Boston, Massachusetts
April 12, 1944


CARMEN {399}

Carmen..................Lily Djanel
Don José................Raoul Jobin
Micaela.................Licia Albanese
Escamillo...............Martial Singher
Frasquita...............Thelma Votipka
Mercédès................Lucielle Browning
Remendado...............Alessio De Paolis
Dancaïre................George Cehanovsky
Zuniga..................Lorenzo Alvary
Moralès.................John Baker
Dance...................Michael Arshansky
Dance...................Alexis Dolinoff
Dance...................Marina Svetlova
Dance...................Leon Varkas
Dance...................Nina Youskevitch

Conductor...............Thomas Beecham

Review of Rudolf Elie, Jr. in the Boston Herald

"Carmen"

Of all the routine productions in the Metropolitan's standard catalogue, "Carmen" is certainly the most routine. And so - barring some admirable singing on the part of the principals - it was last night.

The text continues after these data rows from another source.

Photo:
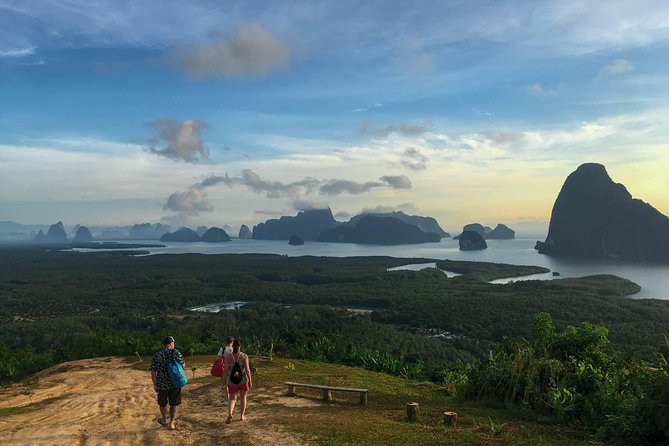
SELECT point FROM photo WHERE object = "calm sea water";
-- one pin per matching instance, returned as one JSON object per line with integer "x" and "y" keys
{"x": 654, "y": 279}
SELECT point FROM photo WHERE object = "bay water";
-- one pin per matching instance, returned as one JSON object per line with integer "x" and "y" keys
{"x": 653, "y": 278}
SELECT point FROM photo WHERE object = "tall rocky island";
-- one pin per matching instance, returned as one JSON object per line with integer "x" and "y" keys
{"x": 595, "y": 217}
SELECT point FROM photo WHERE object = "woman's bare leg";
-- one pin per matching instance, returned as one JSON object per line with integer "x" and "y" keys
{"x": 242, "y": 405}
{"x": 231, "y": 406}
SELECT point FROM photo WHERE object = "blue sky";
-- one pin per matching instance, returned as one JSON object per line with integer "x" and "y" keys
{"x": 215, "y": 113}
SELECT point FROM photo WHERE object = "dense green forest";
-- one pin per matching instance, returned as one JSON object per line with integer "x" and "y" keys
{"x": 51, "y": 301}
{"x": 595, "y": 356}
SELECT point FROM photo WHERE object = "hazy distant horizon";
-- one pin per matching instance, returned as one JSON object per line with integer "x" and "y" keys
{"x": 527, "y": 230}
{"x": 209, "y": 113}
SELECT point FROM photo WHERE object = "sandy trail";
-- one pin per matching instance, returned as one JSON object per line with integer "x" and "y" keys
{"x": 103, "y": 401}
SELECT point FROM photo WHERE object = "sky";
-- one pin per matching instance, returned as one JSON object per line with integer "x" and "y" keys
{"x": 227, "y": 113}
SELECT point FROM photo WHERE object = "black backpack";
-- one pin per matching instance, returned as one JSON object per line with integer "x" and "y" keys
{"x": 236, "y": 374}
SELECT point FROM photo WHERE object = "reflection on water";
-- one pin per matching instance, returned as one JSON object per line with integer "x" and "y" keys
{"x": 216, "y": 308}
{"x": 654, "y": 279}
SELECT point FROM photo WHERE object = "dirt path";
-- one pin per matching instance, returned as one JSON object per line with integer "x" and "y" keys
{"x": 104, "y": 401}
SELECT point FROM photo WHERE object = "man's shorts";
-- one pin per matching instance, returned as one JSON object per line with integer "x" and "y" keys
{"x": 234, "y": 388}
{"x": 173, "y": 396}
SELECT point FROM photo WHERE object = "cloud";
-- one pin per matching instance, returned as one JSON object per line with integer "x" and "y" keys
{"x": 338, "y": 187}
{"x": 176, "y": 139}
{"x": 306, "y": 205}
{"x": 618, "y": 67}
{"x": 342, "y": 215}
{"x": 189, "y": 202}
{"x": 397, "y": 182}
{"x": 253, "y": 51}
{"x": 20, "y": 52}
{"x": 250, "y": 179}
{"x": 538, "y": 91}
{"x": 405, "y": 129}
{"x": 276, "y": 189}
{"x": 382, "y": 209}
{"x": 267, "y": 212}
{"x": 413, "y": 159}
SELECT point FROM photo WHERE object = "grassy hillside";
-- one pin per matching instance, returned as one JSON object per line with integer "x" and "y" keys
{"x": 381, "y": 422}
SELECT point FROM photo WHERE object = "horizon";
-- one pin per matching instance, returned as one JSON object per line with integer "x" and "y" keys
{"x": 204, "y": 114}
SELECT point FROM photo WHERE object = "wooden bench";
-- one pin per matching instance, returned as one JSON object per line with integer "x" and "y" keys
{"x": 327, "y": 391}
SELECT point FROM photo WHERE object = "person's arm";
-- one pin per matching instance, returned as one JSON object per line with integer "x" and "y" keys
{"x": 154, "y": 372}
{"x": 248, "y": 369}
{"x": 154, "y": 378}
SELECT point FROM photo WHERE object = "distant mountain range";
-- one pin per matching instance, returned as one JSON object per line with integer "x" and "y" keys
{"x": 595, "y": 217}
{"x": 374, "y": 230}
{"x": 385, "y": 229}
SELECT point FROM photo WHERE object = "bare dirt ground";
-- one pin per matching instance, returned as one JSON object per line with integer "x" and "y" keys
{"x": 104, "y": 401}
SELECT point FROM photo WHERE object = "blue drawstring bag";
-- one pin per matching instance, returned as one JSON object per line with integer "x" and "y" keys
{"x": 177, "y": 374}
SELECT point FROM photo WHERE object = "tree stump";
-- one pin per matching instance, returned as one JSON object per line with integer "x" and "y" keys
{"x": 450, "y": 418}
{"x": 412, "y": 411}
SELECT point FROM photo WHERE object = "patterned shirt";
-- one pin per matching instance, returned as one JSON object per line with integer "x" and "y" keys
{"x": 159, "y": 364}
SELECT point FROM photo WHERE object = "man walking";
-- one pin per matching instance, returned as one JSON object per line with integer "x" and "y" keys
{"x": 167, "y": 392}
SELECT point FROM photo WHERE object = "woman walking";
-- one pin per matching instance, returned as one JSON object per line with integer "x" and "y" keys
{"x": 238, "y": 375}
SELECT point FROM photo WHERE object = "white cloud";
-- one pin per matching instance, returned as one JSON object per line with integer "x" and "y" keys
{"x": 537, "y": 90}
{"x": 618, "y": 67}
{"x": 253, "y": 51}
{"x": 308, "y": 205}
{"x": 18, "y": 52}
{"x": 189, "y": 202}
{"x": 180, "y": 140}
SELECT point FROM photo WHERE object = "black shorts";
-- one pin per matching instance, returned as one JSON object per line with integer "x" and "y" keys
{"x": 171, "y": 395}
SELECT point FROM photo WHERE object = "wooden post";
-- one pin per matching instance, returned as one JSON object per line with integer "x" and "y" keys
{"x": 412, "y": 411}
{"x": 450, "y": 418}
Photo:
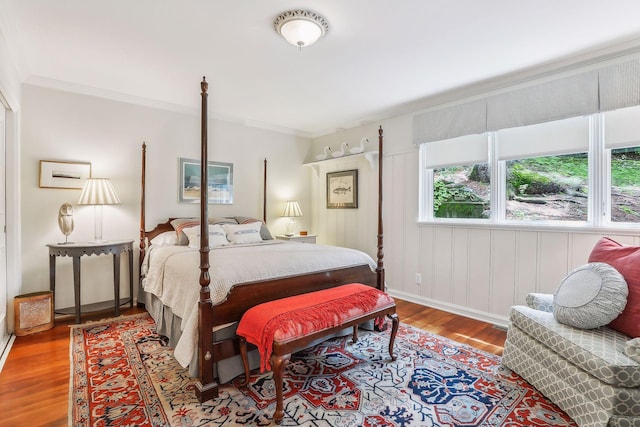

It is the admirable singing one goes to hear in the Metropolitan, however, so the rest hardly matters I suppose.

In any case, the honors of the evening fell squarely on the shoulders of Messrs. Jobin and Singher for their conceptions of Don José and Escamillo, respectively, with Licia Albanese as Micaela and Lily Djanel as Carmen close behind.

Mr. Jobin's ardor was purely vocal. It was when he sang he came to life as the soldier entrapped by the fickle wench, and his voice, his singing and his easy, fluent negotiation of the melodic line in his arias, "La fleur que tu m'avais jetee" in particular, gave the opera a needed lift. He was often convincing as an actor, but only when he had something specific to do, such as duel. Martial Singher was a wholly splendid Escamillo. The role hardly gives him a chance to display all the facets of his art, but there is little doubt he will be heard at a later date.

Mme. Djanel was not in her best vocal estate, presumably because of a cold. Her conception of the role is lusty enough, but it didn't seem quite seductive enough to convincingly precipitate the tempestuous triangle which ensues following her taunting of Don José. Micaela is not an especially sensible part, but Mme. Albanese made is suitably piteous and, in her big third act aria, caught the audience's fancy for an ovation.

The rest, highlighted by an occasional good bit - the fortune telling scene, for instance - was generally acceptable if one discounts such details as costumes (Carmen's looked like a rodeo outfit), sets and the milling about of the chorus and ballet. Sir Thomas Beecham and the orchestra read the score brightly and the ensemble singing was adequate. The fact of the matter is "Carmen," as it is currently staged, is pretty hard to take after "Carmen Jones," and if it weren't for the great voices of the principals themselves, it would be impossible.